Roode boschbes.—Vaccinium vitis idaea.
In dezelfde bosschen van Utrecht, de Veluwe en den Achterhoek, waar de kinderen 's zomers blauwe boschbessen zoeken en waar zij die op vele plaatsen in massa vinden, is ook dikwijls over gansche uitgestrektheden de bodem bedekt met het prachtig frissche, den winter zelfs trotseerende groen van het hoogstens 1½ a 2 dM. hoog wordende heestertje de Vaccinium vitis idaea. De blaadjes, kort gesteeld en verspreid aan het niet kantige stengeltje staand, zijn elk voor zich 't bekijken dubbel waard. Behalve hun schitterend mooi donkergroen aan de bovenvlakte treft de keurige omgekeerd eironde vorm, de min of meer naar buiten omgeslagen rand, waardoor ze zoo iets afgeronds als gezoomds hebben, terwijl aan den top een flauw gekarteld randje te zien is en hun lichter groene achterzijde door kleine kliertjes dicht is bespikkeld.
En dan, wat een levendige kleuren tusschen dat donker groen! Aan één takje soms de beeldige witte hangende klokjes, op lelietjes van dalen gelijkend, en tevens trosjes bessen van groenachtig tot helder wit, rose, vuurrood en donkerwijnrood. En meen niet, dat ik u nu de stadia slechts noem, die de bes doormaakt, neen aan eenzelfde heestertje zijn al die of vele der trappen tegelijk aanwezig en naast een stengel met een stelletje billardballen, twee witte en één helderrooden, vonden wij een anderen met den mooien eenzijdigen tros van een tiental knoppen en bloemen.
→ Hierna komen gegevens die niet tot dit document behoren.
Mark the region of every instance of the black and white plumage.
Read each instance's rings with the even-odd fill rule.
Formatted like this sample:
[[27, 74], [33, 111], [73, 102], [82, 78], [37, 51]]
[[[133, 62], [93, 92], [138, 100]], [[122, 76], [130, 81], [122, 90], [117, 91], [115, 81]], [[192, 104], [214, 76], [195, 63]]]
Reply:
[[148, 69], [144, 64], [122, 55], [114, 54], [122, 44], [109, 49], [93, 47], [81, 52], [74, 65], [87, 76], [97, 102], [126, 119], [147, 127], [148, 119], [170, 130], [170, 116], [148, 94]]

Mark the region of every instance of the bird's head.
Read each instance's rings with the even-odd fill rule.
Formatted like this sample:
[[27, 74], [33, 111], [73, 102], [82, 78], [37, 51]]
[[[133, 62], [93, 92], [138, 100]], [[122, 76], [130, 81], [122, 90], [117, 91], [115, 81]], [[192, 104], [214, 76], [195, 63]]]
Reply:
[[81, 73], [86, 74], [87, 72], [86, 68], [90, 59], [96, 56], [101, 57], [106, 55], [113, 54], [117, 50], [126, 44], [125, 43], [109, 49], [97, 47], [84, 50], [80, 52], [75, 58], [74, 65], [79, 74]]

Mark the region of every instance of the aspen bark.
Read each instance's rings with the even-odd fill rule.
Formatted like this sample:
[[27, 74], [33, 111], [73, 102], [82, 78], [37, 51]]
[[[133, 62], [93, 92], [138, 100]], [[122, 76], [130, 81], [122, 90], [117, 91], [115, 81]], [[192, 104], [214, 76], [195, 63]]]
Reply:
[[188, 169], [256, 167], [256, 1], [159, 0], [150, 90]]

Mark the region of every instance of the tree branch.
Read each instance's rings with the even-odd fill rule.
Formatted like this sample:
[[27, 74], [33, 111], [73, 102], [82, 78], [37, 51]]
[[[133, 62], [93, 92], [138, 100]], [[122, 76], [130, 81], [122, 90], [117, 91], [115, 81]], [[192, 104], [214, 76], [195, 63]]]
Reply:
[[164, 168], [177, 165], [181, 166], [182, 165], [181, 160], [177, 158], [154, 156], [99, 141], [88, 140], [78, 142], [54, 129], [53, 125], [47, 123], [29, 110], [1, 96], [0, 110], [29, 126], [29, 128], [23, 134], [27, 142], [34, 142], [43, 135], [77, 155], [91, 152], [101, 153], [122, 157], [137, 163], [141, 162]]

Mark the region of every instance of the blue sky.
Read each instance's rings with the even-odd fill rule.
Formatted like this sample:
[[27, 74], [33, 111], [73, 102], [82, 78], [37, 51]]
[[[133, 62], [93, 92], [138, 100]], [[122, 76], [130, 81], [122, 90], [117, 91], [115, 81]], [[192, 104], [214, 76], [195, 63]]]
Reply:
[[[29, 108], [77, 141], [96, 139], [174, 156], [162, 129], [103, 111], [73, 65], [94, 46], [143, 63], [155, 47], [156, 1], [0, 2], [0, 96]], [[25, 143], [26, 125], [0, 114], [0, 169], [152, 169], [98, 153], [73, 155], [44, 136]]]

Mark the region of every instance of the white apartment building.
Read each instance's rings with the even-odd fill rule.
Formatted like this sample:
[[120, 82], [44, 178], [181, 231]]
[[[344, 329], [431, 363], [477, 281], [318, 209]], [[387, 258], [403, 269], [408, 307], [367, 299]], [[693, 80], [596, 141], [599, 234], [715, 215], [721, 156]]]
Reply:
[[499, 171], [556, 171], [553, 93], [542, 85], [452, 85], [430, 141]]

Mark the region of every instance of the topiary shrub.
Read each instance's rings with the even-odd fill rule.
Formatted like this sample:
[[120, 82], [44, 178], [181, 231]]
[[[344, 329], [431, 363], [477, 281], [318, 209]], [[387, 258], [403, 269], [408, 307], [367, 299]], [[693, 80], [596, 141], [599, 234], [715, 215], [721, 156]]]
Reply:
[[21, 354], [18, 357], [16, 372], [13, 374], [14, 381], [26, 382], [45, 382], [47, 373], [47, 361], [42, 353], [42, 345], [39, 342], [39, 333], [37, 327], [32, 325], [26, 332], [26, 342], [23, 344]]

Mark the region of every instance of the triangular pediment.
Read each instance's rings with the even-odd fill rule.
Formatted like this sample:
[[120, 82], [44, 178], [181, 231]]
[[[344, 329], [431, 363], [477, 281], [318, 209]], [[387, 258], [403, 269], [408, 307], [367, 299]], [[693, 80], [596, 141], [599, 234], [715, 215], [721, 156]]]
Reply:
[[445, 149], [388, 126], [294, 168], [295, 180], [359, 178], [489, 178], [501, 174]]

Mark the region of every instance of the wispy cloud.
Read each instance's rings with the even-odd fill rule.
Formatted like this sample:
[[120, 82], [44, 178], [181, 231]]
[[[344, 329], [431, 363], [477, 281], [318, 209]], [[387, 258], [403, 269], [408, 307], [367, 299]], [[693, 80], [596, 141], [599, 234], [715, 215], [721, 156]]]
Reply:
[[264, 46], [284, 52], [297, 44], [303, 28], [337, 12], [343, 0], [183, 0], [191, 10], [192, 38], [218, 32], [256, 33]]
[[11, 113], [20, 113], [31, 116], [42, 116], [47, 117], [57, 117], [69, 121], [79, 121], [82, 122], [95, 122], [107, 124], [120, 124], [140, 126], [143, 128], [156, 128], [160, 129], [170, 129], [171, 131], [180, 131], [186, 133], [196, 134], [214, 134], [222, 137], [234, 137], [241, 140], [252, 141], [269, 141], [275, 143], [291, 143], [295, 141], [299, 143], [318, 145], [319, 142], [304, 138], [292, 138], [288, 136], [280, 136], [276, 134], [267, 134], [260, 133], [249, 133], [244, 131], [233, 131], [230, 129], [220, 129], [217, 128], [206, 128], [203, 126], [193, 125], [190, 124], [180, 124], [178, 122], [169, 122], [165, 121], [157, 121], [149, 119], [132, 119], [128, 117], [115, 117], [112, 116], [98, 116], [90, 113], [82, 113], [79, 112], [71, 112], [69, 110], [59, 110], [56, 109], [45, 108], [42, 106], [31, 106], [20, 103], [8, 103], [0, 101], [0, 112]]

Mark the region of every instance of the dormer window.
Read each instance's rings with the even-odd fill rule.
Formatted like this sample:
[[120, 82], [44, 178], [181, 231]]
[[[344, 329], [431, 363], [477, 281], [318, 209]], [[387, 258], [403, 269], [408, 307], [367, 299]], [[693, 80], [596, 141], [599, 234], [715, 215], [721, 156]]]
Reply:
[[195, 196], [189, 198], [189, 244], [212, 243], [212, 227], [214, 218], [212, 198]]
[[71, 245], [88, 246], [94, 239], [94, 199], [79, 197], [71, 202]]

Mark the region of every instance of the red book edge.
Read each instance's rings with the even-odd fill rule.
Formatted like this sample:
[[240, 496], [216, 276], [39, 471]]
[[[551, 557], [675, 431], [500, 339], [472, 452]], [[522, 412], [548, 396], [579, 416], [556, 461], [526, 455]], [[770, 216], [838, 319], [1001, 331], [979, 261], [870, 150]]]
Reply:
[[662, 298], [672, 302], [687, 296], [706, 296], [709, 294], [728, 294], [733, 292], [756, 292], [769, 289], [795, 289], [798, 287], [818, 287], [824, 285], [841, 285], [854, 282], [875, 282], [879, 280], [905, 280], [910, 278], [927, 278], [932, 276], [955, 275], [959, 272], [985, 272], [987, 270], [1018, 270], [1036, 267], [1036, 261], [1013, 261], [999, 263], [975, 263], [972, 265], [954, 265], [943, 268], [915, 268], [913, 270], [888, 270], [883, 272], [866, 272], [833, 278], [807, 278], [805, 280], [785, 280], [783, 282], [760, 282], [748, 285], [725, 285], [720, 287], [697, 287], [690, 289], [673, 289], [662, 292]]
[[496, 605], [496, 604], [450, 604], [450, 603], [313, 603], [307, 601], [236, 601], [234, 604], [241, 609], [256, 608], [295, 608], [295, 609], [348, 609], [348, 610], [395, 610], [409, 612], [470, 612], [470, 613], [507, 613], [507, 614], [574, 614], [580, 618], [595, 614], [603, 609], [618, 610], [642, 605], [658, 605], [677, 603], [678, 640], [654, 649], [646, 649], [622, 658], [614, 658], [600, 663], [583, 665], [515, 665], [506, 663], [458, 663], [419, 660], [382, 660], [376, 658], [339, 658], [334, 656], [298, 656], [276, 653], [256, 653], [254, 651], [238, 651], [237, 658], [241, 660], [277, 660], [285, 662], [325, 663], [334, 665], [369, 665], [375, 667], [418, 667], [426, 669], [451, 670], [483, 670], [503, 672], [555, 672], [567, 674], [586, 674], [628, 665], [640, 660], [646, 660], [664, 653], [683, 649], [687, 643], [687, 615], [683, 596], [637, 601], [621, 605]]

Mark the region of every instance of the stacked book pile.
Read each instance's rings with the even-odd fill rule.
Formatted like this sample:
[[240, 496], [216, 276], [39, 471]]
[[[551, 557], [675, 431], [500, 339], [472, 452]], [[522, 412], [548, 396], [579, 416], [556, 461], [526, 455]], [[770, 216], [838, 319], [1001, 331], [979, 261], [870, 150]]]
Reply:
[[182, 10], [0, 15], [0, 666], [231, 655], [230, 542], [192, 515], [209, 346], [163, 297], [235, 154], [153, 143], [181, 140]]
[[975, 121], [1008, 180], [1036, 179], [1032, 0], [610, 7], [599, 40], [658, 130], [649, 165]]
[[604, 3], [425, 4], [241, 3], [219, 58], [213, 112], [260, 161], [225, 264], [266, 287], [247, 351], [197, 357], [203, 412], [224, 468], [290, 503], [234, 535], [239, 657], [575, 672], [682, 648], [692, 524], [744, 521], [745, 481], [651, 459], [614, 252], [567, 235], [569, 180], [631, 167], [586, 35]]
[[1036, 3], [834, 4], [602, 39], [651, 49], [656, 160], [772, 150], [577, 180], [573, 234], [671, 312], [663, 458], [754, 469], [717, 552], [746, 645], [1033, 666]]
Elk bloempje heeft een fraai schutblaadje, puntiger dan de stengelbladen en, evenals het sierlijke kelkje, dat met zijn vier vrij breede vliezige tandjes op het vruchtbeginsel is gezeten, lichter van kleur dan deze. De vierslippige klokvormige kroon op de vleezige schijf biedt met teruggeslagen slipjes een kleurig inkijkje op de acht stamina met harige witte helmdraden, donkerbruine forsche helmknoppen met lichterbruine aanhangsels op den top, waarboven de lange stijl ver uitsteekt, terwijl in de sierlijkmooie licht gedeukte, half rose, half witte knoppen de meeldraden helder rose zijn met witte aanhangsels. Die laatste zijn een kenmerk van alle vijf Vacciniumsoorten, die in ons land voorkomen; 't zijn twee buisjes, één op elk hokje van den helmknop, waarin de helmhokjes uitloopen en waardoor zij hun stuifmeel met tusschenpoozen en bij gedeelten ontlasten; de openingetjes op den top laten zich met de gewone loupe best onderscheiden.